|Cultural Common Ground in the Roman Empire (31 BCE-200 CE)
|April 2020 - Present
|Prof. Stephan Mols
Prof. Eric Moormann
Dr. Rien Polak
The arrival of the Romans in Northwestern Europe in the late Iron Age resulted in the transformation of the landscape into real Roman provinces known as Germania Inferior and Gallia Belgica, consisting of a northern frontier and its hinterland. The Roman ambition of territorial expansion brought the establishment of different kinds of infrastructure to this landscape. Roman infrastructure did not only include economic and military purposes, but it could also refer to the supply of water and the use of certain buildings serving the public good. Some well-known examples of infrastructure in the Roman north are roads, road stations, the cursus publicus, bridges, harbours, aqueducts and nautical technology. The development of infrastructure in the provinces carried a symbolic value: the increase of the Roman power and size of the imperium (Kolb 2014). Until now, the people and their choices behind this establishment have not been sufficiently addressed in archaeological scholarship. The development of the Roman road network in Northwestern Europe has received much scholarly attention in the last few years. This topic has been studied for a long time by using ancient literary sources, but current archaeological studies show that the existence of a development plan of a road network and the role of Roman authorities in such a plan seems to be questionable.
This research project aims at studying the development and technological innovation of infrastructure in the environmental, cultural and economic context of the Northwestern provinces in the late Iron Age and Roman period, and the role of Roman and non-Roman actors in this developing process. The establishment of new infrastructure requires all sorts of actors, that can be identified in individuals or groups of different social status. For instance, owners of local villas, local communities from the settlements and the military or Roman authorities in the north, all took part in the development and protection of infrastructure. The concept of Anchoring Innovation is used to analyze the environmental, cultural and economic transformations of pre-Roman infrastructure to its Roman state. The research will focus on the period c. 50 BCE – 140 CE, starting with the conquests by Caesar and ending at about the death of emperor Hadrian.
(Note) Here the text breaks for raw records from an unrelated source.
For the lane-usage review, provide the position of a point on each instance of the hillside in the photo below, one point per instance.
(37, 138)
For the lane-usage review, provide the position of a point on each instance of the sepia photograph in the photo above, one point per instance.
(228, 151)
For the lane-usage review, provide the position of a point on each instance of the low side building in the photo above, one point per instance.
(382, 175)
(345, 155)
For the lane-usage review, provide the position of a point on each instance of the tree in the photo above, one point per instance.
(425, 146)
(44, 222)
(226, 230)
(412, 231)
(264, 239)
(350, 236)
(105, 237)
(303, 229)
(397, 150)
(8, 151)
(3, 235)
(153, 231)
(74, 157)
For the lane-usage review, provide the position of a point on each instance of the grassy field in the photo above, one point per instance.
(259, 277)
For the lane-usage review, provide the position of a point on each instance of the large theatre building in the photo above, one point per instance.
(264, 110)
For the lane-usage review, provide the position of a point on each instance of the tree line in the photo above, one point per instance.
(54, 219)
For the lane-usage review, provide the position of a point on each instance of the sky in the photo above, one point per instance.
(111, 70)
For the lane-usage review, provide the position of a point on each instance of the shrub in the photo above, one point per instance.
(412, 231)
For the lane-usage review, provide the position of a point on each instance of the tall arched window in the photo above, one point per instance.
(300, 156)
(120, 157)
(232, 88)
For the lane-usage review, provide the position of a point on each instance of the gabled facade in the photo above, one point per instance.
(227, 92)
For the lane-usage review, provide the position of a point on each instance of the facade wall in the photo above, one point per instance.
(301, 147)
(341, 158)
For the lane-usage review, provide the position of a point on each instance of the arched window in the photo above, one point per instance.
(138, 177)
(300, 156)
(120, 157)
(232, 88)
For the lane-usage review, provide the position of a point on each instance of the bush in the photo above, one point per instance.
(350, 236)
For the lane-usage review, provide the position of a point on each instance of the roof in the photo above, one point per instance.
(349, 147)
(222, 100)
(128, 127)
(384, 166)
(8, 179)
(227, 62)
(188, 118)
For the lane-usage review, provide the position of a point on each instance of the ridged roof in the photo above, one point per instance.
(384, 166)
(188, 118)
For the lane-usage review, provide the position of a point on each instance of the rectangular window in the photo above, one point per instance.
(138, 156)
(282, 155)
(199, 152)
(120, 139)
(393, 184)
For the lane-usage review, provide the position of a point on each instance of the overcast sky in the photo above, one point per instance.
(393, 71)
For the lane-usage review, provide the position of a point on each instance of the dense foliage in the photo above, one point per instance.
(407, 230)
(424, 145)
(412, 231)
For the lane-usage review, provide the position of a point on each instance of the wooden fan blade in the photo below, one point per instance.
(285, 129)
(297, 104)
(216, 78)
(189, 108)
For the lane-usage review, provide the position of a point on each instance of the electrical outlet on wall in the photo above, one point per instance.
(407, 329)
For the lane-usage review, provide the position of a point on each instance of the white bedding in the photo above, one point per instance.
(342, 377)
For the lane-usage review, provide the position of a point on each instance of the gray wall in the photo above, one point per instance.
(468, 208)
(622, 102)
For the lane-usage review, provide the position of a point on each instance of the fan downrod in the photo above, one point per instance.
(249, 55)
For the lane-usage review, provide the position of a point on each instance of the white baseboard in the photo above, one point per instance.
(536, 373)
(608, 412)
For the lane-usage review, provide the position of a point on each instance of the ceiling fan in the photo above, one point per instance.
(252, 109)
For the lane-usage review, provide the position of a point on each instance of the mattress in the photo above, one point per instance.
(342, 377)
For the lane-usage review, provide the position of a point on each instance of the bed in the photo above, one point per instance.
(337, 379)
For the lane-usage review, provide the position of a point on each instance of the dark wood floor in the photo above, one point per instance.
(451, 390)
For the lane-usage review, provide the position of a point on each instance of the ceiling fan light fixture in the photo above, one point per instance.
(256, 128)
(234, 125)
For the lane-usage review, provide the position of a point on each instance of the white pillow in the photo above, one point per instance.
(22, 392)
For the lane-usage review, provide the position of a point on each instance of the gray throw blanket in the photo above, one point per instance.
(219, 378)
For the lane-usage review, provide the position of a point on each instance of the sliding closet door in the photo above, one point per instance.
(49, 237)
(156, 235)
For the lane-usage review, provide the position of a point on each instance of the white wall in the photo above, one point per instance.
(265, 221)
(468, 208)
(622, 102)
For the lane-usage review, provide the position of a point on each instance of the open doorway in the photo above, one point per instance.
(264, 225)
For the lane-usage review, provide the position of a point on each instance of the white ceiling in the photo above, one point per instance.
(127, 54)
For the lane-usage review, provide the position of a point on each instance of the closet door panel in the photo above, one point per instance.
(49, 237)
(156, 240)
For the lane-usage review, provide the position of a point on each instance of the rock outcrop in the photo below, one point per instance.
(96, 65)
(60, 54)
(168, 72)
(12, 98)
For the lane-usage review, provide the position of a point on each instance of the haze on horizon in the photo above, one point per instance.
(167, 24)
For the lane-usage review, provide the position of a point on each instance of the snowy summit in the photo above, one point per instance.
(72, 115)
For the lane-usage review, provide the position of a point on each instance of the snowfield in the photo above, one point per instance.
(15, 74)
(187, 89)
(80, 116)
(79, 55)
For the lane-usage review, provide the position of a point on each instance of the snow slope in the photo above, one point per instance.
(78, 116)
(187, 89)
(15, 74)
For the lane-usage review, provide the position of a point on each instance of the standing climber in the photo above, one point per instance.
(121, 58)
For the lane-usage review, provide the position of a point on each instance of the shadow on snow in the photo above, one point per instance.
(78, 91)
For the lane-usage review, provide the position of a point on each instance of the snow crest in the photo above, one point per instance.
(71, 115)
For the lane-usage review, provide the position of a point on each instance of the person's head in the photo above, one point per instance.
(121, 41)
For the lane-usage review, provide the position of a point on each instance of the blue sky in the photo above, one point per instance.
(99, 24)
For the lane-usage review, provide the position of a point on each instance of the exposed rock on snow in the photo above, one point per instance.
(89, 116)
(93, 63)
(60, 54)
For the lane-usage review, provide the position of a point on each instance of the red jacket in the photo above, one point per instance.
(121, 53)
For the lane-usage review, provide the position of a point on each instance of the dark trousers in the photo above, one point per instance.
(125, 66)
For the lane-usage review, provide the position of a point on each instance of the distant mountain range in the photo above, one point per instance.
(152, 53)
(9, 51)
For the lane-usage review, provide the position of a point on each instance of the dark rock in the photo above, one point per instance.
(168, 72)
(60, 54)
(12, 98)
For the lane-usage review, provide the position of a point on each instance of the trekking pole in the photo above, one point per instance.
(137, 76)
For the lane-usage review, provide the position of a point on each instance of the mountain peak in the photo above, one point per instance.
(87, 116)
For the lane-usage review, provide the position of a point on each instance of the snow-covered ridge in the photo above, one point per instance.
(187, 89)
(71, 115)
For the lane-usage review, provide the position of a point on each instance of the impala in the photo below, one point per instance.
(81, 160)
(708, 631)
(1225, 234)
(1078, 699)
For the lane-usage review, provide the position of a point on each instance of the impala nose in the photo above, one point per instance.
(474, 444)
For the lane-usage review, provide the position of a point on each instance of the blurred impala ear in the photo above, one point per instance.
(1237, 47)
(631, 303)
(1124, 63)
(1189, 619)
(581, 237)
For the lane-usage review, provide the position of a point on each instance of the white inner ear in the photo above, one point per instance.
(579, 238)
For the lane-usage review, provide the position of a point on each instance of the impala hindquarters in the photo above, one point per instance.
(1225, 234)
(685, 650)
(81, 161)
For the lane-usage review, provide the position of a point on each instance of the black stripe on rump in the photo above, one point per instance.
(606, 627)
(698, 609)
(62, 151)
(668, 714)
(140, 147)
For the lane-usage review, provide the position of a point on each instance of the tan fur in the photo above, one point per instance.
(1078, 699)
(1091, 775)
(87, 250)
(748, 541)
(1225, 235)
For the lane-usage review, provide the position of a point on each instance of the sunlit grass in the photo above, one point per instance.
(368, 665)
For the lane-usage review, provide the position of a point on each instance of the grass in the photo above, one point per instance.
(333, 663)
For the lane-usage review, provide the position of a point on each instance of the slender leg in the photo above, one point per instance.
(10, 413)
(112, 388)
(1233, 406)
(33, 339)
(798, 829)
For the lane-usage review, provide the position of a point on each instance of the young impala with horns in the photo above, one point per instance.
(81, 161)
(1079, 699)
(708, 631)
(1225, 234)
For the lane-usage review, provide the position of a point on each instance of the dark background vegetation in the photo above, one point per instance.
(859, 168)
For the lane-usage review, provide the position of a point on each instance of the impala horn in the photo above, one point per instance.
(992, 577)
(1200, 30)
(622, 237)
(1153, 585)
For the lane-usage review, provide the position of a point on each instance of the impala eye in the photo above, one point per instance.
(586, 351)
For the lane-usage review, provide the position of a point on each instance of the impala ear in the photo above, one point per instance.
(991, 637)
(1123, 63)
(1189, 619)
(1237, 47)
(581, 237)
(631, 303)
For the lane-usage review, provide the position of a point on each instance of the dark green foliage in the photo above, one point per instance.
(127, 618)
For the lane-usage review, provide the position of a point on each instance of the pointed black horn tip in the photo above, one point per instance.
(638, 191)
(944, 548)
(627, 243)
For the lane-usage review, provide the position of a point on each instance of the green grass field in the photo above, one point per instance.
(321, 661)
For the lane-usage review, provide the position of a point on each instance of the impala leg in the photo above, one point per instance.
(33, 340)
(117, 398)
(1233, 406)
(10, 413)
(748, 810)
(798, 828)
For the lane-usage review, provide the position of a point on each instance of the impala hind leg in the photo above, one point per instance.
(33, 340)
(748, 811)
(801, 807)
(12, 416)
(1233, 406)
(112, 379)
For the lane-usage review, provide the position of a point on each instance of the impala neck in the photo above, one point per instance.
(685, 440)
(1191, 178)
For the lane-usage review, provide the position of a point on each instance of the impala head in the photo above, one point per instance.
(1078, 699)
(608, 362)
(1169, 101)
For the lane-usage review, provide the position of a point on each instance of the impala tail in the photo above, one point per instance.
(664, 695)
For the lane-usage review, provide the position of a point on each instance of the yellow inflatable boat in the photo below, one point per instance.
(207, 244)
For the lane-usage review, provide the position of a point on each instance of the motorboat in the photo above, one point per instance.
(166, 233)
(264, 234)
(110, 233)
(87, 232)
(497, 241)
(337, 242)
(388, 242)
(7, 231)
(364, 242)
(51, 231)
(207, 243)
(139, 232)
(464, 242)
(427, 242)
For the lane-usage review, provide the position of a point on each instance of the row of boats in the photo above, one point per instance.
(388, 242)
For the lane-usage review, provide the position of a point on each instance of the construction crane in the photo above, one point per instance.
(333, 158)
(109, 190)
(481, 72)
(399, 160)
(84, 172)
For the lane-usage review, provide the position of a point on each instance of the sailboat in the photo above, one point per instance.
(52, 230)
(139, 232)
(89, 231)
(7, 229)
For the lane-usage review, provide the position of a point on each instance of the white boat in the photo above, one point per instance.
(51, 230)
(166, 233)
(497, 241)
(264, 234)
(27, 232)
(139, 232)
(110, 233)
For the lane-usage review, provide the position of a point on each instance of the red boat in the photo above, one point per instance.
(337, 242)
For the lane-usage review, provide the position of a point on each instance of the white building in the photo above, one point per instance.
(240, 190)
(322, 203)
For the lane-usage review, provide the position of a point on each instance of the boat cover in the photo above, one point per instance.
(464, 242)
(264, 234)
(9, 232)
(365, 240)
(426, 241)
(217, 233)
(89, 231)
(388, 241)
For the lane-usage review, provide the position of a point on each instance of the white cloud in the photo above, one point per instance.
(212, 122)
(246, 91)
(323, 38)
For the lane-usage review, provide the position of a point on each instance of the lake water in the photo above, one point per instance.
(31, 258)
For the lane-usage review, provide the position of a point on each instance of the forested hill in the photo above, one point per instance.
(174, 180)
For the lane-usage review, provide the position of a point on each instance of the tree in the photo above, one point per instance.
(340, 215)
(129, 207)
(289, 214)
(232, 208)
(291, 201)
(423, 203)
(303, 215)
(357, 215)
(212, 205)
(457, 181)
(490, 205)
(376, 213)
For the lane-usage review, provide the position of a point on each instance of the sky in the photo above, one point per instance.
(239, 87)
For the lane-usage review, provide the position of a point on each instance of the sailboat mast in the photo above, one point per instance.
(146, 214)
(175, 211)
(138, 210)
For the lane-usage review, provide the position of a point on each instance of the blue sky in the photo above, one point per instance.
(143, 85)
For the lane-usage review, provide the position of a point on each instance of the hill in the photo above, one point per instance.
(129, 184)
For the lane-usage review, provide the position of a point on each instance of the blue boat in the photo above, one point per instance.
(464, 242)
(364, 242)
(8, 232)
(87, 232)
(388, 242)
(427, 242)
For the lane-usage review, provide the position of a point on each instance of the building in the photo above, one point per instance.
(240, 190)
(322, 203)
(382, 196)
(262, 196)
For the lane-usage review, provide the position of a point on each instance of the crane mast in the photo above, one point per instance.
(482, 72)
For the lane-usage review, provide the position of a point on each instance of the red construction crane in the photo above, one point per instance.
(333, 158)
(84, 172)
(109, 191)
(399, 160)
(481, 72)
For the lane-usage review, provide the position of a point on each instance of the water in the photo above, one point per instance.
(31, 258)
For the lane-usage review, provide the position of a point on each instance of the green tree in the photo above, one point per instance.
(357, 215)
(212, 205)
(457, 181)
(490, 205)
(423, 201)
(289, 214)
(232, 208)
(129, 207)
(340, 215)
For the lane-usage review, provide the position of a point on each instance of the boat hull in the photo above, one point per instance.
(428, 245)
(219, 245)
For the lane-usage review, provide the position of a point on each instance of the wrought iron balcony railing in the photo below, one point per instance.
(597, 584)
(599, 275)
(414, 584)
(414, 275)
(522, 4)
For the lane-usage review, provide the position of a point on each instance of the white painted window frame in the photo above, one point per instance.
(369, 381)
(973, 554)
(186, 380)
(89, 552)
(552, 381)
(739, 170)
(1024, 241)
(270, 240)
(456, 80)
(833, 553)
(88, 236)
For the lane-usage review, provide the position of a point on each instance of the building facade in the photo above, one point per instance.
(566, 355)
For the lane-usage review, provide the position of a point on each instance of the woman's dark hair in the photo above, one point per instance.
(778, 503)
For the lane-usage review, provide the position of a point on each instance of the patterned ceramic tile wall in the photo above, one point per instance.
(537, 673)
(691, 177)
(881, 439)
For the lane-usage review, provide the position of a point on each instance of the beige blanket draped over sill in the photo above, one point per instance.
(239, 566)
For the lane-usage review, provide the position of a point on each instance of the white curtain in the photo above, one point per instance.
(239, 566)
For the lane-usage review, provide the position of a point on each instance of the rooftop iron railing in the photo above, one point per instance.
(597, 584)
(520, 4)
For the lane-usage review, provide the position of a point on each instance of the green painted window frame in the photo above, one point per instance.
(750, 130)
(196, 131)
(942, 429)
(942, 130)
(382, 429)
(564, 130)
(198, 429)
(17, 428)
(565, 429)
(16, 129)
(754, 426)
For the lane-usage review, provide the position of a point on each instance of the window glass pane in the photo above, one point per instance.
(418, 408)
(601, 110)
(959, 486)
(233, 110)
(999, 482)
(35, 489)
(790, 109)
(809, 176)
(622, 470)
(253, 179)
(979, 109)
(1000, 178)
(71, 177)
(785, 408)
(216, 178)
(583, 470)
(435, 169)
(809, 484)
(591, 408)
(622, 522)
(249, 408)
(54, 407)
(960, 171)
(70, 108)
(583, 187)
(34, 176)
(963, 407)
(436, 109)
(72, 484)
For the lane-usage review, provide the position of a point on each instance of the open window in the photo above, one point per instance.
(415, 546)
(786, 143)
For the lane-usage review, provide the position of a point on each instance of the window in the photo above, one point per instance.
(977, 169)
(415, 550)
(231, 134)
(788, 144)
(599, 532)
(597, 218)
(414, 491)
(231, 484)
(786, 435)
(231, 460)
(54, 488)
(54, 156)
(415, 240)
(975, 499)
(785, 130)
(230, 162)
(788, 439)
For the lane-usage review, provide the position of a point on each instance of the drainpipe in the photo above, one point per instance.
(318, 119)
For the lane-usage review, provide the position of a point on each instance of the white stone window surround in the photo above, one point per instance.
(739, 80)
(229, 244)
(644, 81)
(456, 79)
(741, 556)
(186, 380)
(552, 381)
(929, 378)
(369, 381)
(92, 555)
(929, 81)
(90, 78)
The concept of Anchoring Innovation will be used to examine the Roman perspective at innovation and agency in infrastructural development, which can be analyzed by studying ancient historical and epigraphical sources. The research project will contribute to the discussion whether the establishment of new infrastructure in these provinces did or did not anchor in already existing infrastructure. Several archaeological cases will be examined to find out which types of Roman innovations of infrastructure were anchored and which were not, providing information about the concept of Anchoring Innovation itself.